In December 2010, two days after the start of the Cablegate releases, Wikileaks tweeted: "WikiLeaks is the first global Samizdat movement. The truth will surface even in the face of total annihilation."
The original samizdat, an underground network of cheaply- or hand-printed texts, passed hand-to-hand by Soviet dissidents, was designed to evade censorship, bypassing official channels. It relies on a network of people who care; one of the most noticeable early reactions to Wikileaks in the media was boredom. The instinct was to deny that this information was interesting. As Work Without Dread noted: “Maybe, then, it’s actually the vastness of such uncaring that WikiLeaks brings to light, in so doing giving it the chance to be otherwise.”
Uncaring is the enemy of protest. And for those of us who have done things to get noticed; who marched, for example, a million strong through the streets of London against a war, and were ignored, uncaring is a very big enemy indeed.

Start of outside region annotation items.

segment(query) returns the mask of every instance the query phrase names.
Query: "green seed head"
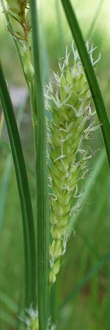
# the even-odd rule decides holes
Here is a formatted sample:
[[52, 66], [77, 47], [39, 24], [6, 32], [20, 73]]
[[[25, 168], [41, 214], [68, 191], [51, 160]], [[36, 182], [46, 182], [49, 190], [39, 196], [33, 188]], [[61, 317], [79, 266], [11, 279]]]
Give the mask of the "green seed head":
[[[87, 47], [88, 50], [88, 43]], [[93, 50], [92, 46], [89, 53], [94, 65]], [[69, 66], [70, 53], [66, 48], [65, 60], [60, 60], [59, 63], [60, 74], [53, 74], [56, 82], [56, 91], [50, 83], [44, 90], [45, 108], [53, 115], [52, 120], [48, 123], [51, 154], [49, 177], [52, 189], [50, 223], [53, 240], [50, 247], [52, 257], [50, 284], [56, 280], [61, 257], [66, 251], [68, 220], [76, 209], [74, 201], [77, 197], [78, 183], [85, 175], [84, 169], [88, 156], [87, 152], [81, 150], [81, 144], [84, 139], [88, 138], [89, 131], [93, 129], [92, 125], [89, 129], [88, 127], [88, 121], [92, 116], [91, 97], [73, 43], [72, 52], [72, 67]]]

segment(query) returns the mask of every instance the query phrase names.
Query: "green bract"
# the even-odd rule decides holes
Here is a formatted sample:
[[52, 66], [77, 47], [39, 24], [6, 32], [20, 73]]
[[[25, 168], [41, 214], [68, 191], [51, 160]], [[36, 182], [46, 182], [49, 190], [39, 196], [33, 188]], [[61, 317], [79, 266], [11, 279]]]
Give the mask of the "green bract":
[[[87, 47], [88, 48], [88, 43]], [[93, 50], [92, 46], [89, 53], [93, 65], [96, 62], [93, 64]], [[50, 285], [56, 280], [61, 257], [66, 251], [68, 220], [77, 209], [74, 200], [78, 195], [78, 183], [87, 171], [85, 168], [89, 157], [88, 151], [82, 150], [81, 144], [83, 139], [89, 138], [90, 131], [95, 128], [88, 125], [94, 112], [90, 108], [88, 86], [73, 43], [72, 51], [73, 66], [70, 67], [70, 53], [66, 48], [65, 60], [60, 60], [59, 63], [60, 75], [54, 73], [56, 93], [50, 83], [44, 90], [45, 108], [53, 115], [52, 121], [48, 120], [48, 138], [51, 154], [49, 171], [53, 240], [50, 245]]]

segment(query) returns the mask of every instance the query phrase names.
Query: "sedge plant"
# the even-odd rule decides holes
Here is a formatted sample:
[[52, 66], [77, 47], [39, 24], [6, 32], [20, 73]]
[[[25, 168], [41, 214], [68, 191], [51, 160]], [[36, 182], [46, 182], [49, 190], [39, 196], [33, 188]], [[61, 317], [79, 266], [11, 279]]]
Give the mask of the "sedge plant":
[[[67, 6], [66, 16], [73, 32], [72, 12], [69, 16], [69, 6], [67, 8], [66, 1], [62, 0], [62, 2], [65, 10]], [[95, 111], [91, 106], [91, 92], [93, 96], [93, 88], [91, 86], [90, 79], [89, 80], [88, 68], [90, 63], [90, 72], [94, 78], [94, 68], [100, 56], [94, 61], [93, 52], [95, 47], [93, 45], [89, 47], [88, 42], [84, 46], [81, 39], [84, 52], [86, 49], [86, 59], [87, 53], [87, 60], [89, 59], [88, 62], [86, 61], [85, 72], [81, 62], [82, 60], [84, 66], [85, 54], [82, 59], [81, 51], [78, 52], [73, 42], [71, 51], [72, 64], [69, 64], [70, 52], [66, 47], [65, 58], [60, 59], [59, 62], [59, 73], [53, 73], [55, 84], [53, 86], [50, 82], [48, 86], [45, 86], [44, 91], [36, 1], [6, 0], [4, 2], [1, 0], [1, 3], [7, 20], [7, 30], [13, 38], [28, 88], [35, 138], [37, 204], [36, 246], [31, 198], [22, 146], [16, 125], [15, 130], [13, 129], [13, 125], [16, 122], [14, 114], [11, 121], [10, 111], [13, 112], [12, 105], [1, 69], [0, 96], [15, 164], [24, 228], [25, 290], [28, 294], [26, 295], [28, 301], [27, 304], [25, 303], [26, 315], [22, 321], [25, 324], [27, 330], [53, 330], [56, 326], [52, 325], [49, 317], [49, 289], [56, 281], [61, 265], [61, 257], [66, 252], [69, 220], [80, 206], [80, 201], [76, 202], [76, 198], [80, 198], [82, 195], [82, 191], [79, 191], [79, 183], [85, 178], [87, 174], [88, 175], [88, 160], [94, 154], [90, 147], [83, 148], [82, 143], [84, 140], [91, 137], [92, 132], [97, 127], [101, 125], [102, 127], [102, 131], [104, 134], [104, 119], [106, 118], [108, 128], [110, 128], [105, 107], [103, 108], [103, 121], [102, 122], [101, 115], [99, 115], [98, 112], [100, 122], [97, 124], [92, 121]], [[76, 41], [76, 36], [74, 36]], [[77, 45], [78, 48], [78, 42]], [[96, 82], [95, 80], [94, 81]], [[96, 87], [97, 88], [97, 84]], [[99, 87], [98, 89], [100, 94]], [[8, 102], [5, 100], [6, 92]], [[100, 100], [102, 104], [101, 98]], [[8, 110], [9, 105], [10, 111]], [[97, 110], [97, 101], [95, 105]], [[45, 110], [51, 112], [51, 120], [49, 119], [50, 115], [46, 118]], [[107, 135], [105, 141], [108, 152]], [[17, 147], [18, 143], [20, 145], [19, 150]], [[108, 154], [109, 160], [109, 153]], [[25, 186], [24, 173], [26, 181]], [[29, 219], [30, 216], [31, 220]], [[35, 248], [37, 251], [37, 257]], [[36, 304], [37, 296], [38, 307]]]

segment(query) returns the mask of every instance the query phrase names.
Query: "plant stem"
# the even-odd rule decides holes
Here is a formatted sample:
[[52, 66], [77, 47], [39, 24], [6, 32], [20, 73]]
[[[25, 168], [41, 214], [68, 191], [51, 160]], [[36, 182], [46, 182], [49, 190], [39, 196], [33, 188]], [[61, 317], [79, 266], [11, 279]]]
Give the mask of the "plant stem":
[[41, 69], [39, 24], [36, 0], [30, 0], [35, 93], [37, 110], [36, 146], [37, 263], [40, 330], [46, 330], [49, 304], [49, 214], [46, 155], [45, 114]]

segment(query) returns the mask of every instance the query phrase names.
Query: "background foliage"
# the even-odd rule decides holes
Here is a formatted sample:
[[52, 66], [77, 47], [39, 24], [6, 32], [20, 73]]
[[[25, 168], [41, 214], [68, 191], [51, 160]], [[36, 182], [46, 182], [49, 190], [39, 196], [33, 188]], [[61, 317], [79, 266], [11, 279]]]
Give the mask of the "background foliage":
[[[88, 2], [71, 0], [85, 39], [97, 45], [96, 58], [101, 51], [97, 75], [108, 113], [110, 113], [110, 14], [109, 0]], [[58, 0], [39, 1], [44, 81], [48, 81], [51, 70], [58, 70], [59, 56], [70, 47], [72, 38], [63, 9]], [[0, 57], [11, 90], [25, 95], [25, 83], [14, 46], [6, 31], [4, 17], [0, 14]], [[48, 68], [50, 70], [48, 70]], [[18, 113], [19, 101], [14, 101]], [[17, 97], [16, 97], [17, 99]], [[18, 97], [19, 99], [19, 97]], [[35, 211], [35, 185], [33, 136], [30, 105], [22, 110], [20, 133], [27, 164], [28, 178]], [[19, 110], [20, 111], [20, 110]], [[23, 238], [20, 202], [5, 125], [0, 142], [0, 326], [2, 330], [16, 329], [16, 311], [23, 300]], [[91, 148], [103, 147], [100, 130], [94, 133]], [[84, 198], [82, 209], [74, 217], [71, 238], [56, 284], [56, 313], [58, 330], [109, 330], [110, 326], [110, 235], [109, 170], [105, 156], [98, 152], [89, 162], [90, 190]], [[102, 160], [101, 160], [102, 159]], [[102, 162], [101, 162], [102, 161]], [[96, 175], [92, 171], [97, 169]], [[74, 235], [73, 229], [76, 232]], [[88, 274], [88, 277], [87, 276]], [[68, 299], [67, 297], [68, 296]], [[6, 297], [5, 294], [6, 295]], [[8, 300], [7, 297], [13, 302]], [[18, 323], [17, 322], [18, 326]], [[22, 328], [21, 328], [22, 329]]]

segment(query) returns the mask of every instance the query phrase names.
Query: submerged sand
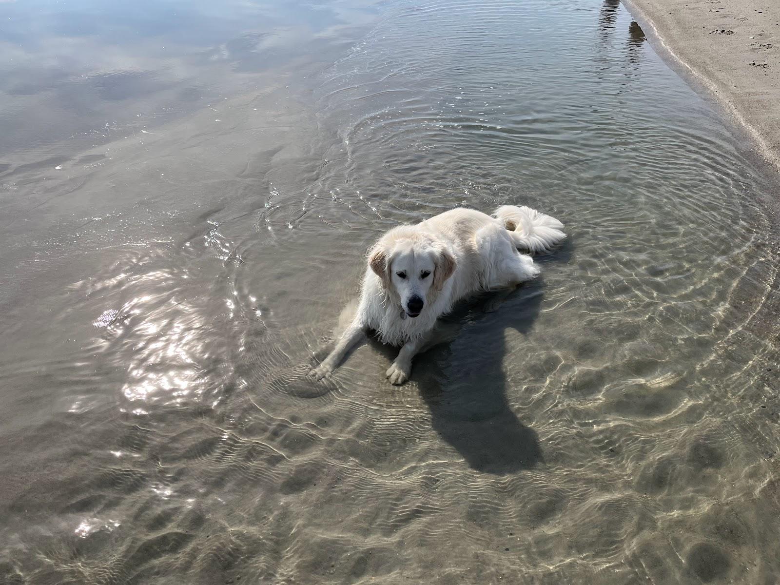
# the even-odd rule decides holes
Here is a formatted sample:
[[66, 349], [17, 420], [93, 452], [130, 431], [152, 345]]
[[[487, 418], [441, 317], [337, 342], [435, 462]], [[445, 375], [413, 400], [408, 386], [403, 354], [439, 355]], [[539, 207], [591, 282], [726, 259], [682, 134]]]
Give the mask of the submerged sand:
[[624, 0], [651, 38], [693, 74], [780, 170], [780, 3]]

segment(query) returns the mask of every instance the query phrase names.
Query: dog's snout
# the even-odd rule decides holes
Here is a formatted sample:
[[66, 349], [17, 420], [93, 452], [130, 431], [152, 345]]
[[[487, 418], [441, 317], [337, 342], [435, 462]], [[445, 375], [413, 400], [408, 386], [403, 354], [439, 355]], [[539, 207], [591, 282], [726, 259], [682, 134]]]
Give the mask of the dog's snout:
[[409, 314], [417, 315], [423, 310], [423, 300], [419, 296], [413, 296], [406, 302], [406, 308], [409, 309]]

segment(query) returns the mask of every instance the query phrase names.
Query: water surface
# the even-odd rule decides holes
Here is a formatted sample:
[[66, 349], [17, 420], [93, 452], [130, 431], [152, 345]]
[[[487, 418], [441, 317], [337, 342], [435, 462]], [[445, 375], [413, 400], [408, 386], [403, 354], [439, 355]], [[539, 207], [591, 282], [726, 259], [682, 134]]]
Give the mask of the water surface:
[[[768, 184], [612, 0], [0, 3], [0, 581], [772, 583]], [[384, 378], [367, 247], [569, 239]]]

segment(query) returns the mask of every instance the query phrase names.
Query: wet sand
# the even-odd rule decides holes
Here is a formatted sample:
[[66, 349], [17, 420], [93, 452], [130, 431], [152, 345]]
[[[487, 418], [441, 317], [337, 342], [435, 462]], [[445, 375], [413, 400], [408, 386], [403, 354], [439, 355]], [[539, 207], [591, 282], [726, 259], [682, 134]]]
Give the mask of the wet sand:
[[[780, 3], [624, 0], [659, 53], [714, 98], [780, 171]], [[666, 55], [665, 55], [664, 53]], [[669, 58], [671, 58], [671, 59]]]
[[[0, 583], [778, 582], [776, 182], [618, 0], [90, 2], [0, 2]], [[502, 204], [540, 278], [306, 375]]]

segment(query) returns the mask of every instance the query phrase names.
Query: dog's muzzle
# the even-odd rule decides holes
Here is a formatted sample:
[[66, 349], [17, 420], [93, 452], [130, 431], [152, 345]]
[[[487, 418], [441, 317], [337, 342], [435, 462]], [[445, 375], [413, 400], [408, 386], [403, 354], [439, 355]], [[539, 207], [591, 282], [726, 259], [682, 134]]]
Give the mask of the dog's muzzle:
[[413, 318], [417, 317], [423, 310], [423, 306], [424, 304], [424, 301], [423, 301], [423, 300], [419, 296], [413, 296], [406, 301], [406, 314]]

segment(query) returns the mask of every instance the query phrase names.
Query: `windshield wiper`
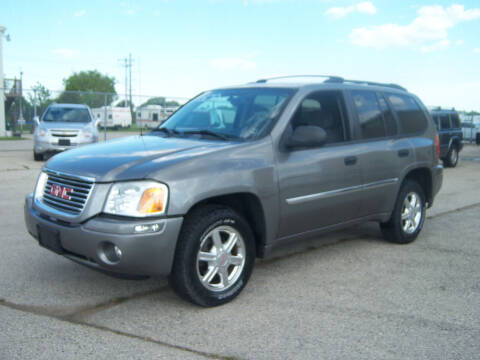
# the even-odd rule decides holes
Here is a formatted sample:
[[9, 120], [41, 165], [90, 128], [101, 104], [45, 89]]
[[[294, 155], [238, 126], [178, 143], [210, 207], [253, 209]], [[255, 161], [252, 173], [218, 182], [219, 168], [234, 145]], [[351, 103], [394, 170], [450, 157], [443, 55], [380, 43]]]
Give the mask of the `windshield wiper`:
[[163, 132], [163, 133], [167, 134], [168, 136], [180, 134], [180, 132], [178, 130], [169, 129], [169, 128], [166, 128], [166, 127], [156, 128], [156, 129], [153, 130], [153, 132]]
[[213, 136], [213, 137], [216, 137], [218, 139], [222, 139], [222, 140], [228, 140], [228, 139], [236, 139], [235, 136], [232, 136], [232, 135], [227, 135], [227, 134], [220, 134], [220, 133], [216, 133], [214, 131], [210, 131], [210, 130], [206, 130], [206, 129], [202, 129], [202, 130], [187, 130], [187, 131], [184, 131], [182, 132], [182, 134], [185, 134], [185, 135], [208, 135], [208, 136]]

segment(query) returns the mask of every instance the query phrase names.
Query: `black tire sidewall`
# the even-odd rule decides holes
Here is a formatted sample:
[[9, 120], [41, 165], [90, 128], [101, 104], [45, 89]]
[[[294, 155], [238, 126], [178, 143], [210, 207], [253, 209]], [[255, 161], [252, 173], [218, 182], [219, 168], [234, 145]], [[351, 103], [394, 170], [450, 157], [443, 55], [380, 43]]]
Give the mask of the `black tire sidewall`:
[[[224, 291], [215, 292], [206, 289], [198, 278], [197, 254], [201, 239], [219, 226], [233, 227], [241, 234], [246, 254], [242, 274], [235, 284]], [[182, 241], [186, 241], [185, 253], [182, 256], [182, 266], [185, 266], [184, 280], [187, 282], [185, 285], [189, 288], [189, 292], [192, 292], [192, 296], [196, 298], [191, 300], [203, 306], [216, 306], [229, 302], [242, 291], [252, 273], [255, 261], [255, 242], [250, 226], [241, 216], [229, 208], [216, 209], [193, 225], [188, 236]]]
[[[408, 234], [403, 230], [402, 226], [402, 208], [403, 203], [407, 195], [411, 192], [414, 192], [418, 195], [422, 202], [422, 217], [420, 220], [420, 224], [418, 225], [417, 229]], [[423, 228], [423, 224], [425, 223], [425, 216], [426, 216], [426, 203], [425, 203], [425, 194], [422, 187], [415, 181], [407, 180], [400, 189], [400, 193], [398, 194], [398, 199], [395, 204], [395, 210], [392, 214], [392, 219], [389, 224], [385, 227], [385, 230], [389, 233], [387, 236], [387, 240], [396, 242], [399, 244], [408, 244], [414, 241], [420, 231]]]

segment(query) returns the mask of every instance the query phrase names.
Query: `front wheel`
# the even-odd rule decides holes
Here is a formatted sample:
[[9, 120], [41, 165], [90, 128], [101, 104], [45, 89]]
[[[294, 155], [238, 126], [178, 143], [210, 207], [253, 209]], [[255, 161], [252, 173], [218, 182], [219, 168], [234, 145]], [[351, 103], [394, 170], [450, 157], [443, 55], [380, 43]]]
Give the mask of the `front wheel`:
[[380, 224], [383, 237], [397, 244], [414, 241], [422, 230], [425, 214], [425, 194], [422, 187], [416, 181], [405, 181], [390, 220]]
[[245, 287], [255, 261], [248, 223], [234, 210], [209, 205], [185, 219], [170, 281], [174, 290], [201, 306], [231, 301]]

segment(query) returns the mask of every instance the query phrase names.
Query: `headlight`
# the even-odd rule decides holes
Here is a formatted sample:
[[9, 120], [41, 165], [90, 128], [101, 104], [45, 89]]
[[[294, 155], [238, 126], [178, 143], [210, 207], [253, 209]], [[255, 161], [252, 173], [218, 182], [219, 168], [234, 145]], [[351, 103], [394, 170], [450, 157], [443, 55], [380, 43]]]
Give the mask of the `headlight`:
[[39, 128], [37, 134], [38, 134], [39, 137], [47, 136], [47, 135], [48, 135], [48, 130], [47, 130], [47, 129], [43, 129], [43, 128]]
[[113, 184], [103, 211], [107, 214], [147, 217], [165, 213], [168, 188], [154, 181]]

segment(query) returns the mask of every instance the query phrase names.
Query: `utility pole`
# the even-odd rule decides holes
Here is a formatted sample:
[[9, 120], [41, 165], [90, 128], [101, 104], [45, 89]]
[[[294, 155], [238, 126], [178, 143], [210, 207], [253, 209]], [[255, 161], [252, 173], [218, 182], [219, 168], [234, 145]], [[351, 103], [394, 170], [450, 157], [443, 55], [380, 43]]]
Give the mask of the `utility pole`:
[[[133, 116], [133, 105], [132, 105], [132, 54], [128, 54], [128, 58], [118, 59], [122, 62], [122, 66], [125, 67], [125, 106], [130, 108], [130, 114], [132, 116], [132, 121], [134, 122]], [[135, 123], [135, 122], [134, 122]]]
[[2, 40], [3, 33], [6, 30], [4, 26], [0, 25], [0, 136], [6, 135], [5, 129], [5, 83], [3, 81], [3, 50]]
[[130, 91], [129, 91], [129, 97], [130, 97], [130, 116], [132, 117], [132, 121], [135, 124], [135, 116], [133, 116], [133, 105], [132, 105], [132, 54], [128, 54], [128, 67], [130, 70]]

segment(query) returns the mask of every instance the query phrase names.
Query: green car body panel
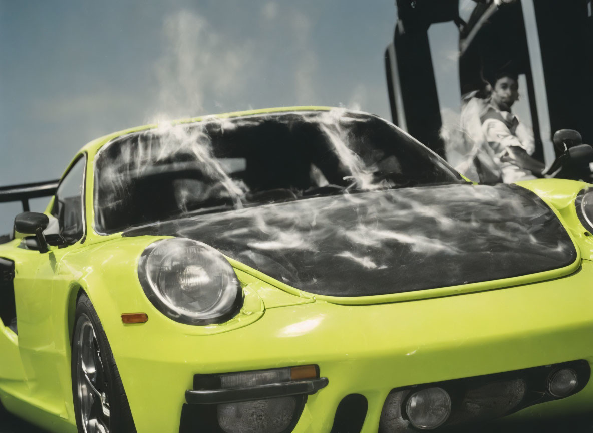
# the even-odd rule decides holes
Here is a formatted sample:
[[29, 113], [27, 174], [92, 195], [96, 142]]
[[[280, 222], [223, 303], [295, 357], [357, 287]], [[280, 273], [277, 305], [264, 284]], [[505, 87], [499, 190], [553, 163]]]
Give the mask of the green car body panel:
[[[225, 114], [326, 107], [288, 107]], [[200, 119], [188, 119], [196, 122]], [[174, 321], [144, 295], [137, 273], [144, 249], [162, 236], [94, 231], [97, 151], [127, 130], [91, 142], [87, 155], [86, 235], [49, 253], [0, 245], [14, 260], [18, 336], [0, 323], [0, 399], [50, 431], [76, 432], [71, 379], [74, 312], [81, 291], [97, 311], [113, 352], [138, 432], [177, 432], [184, 393], [196, 373], [314, 364], [329, 385], [310, 396], [294, 432], [329, 431], [343, 397], [368, 401], [362, 431], [377, 431], [390, 390], [576, 359], [593, 363], [593, 236], [574, 202], [590, 185], [560, 180], [519, 183], [554, 211], [576, 246], [561, 269], [503, 280], [359, 297], [299, 291], [229, 259], [243, 288], [240, 313], [219, 324]], [[48, 206], [47, 213], [50, 209]], [[120, 315], [146, 313], [145, 323]], [[512, 418], [590, 411], [593, 384]]]

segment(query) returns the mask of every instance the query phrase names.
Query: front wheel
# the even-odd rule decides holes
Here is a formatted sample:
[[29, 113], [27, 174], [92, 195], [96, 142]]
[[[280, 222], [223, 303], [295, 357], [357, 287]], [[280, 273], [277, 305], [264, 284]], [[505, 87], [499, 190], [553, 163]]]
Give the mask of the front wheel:
[[86, 295], [78, 298], [75, 314], [71, 367], [79, 433], [135, 432], [109, 343]]

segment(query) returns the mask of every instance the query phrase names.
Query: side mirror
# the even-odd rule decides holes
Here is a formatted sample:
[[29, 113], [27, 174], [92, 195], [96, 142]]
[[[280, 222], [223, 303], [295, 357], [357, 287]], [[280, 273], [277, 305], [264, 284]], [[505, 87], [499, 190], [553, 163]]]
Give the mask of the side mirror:
[[578, 146], [582, 142], [583, 138], [578, 131], [574, 129], [559, 129], [554, 134], [554, 145], [561, 152]]
[[15, 230], [23, 234], [34, 234], [39, 244], [39, 252], [47, 253], [47, 242], [43, 230], [49, 224], [49, 218], [44, 214], [36, 212], [24, 212], [14, 218]]
[[589, 165], [593, 163], [593, 147], [588, 144], [579, 144], [568, 149], [572, 164]]

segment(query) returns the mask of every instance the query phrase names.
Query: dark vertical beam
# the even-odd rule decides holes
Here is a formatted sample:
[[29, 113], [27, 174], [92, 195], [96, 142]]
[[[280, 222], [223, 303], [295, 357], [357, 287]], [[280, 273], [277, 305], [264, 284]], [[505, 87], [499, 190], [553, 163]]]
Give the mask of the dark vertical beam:
[[390, 47], [385, 50], [385, 73], [387, 78], [387, 93], [389, 95], [389, 107], [391, 111], [391, 121], [398, 126], [397, 108], [396, 107], [396, 93], [393, 86], [393, 70], [391, 68], [391, 57]]
[[551, 133], [576, 129], [593, 143], [593, 20], [588, 0], [534, 1]]
[[439, 136], [441, 108], [428, 30], [427, 26], [404, 31], [400, 21], [393, 43], [407, 132], [444, 156], [444, 143]]

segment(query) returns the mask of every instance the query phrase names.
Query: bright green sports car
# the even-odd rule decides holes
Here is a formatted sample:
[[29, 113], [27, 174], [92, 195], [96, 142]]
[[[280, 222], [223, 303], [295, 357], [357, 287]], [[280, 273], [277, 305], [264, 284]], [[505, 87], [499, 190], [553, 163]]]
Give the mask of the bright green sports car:
[[[593, 196], [375, 116], [99, 138], [0, 245], [0, 399], [56, 432], [398, 433], [590, 412]], [[508, 418], [507, 418], [508, 417]]]

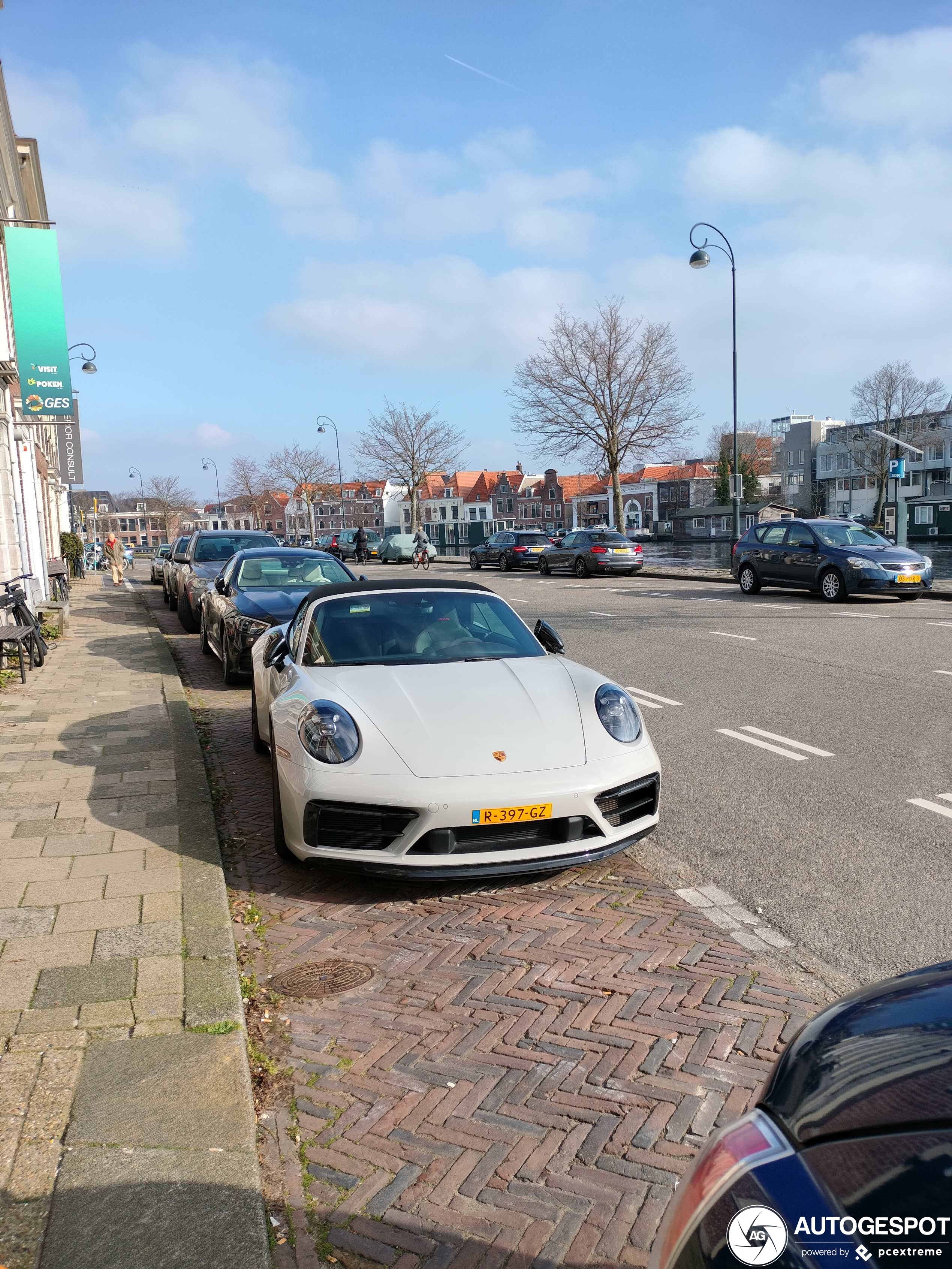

So: an experiment. A return to samizdat. 200 newspapers, printed with a selection of the released cables, vetted for libel and D-Notice infringements (the two things that can still definitely get you into trouble if you republish them), distributed on the London Underground during the morning rush hour of December 15th 2010. Standard newspaper format, a bit of celebrity gossip (Andrew) and sport at the back.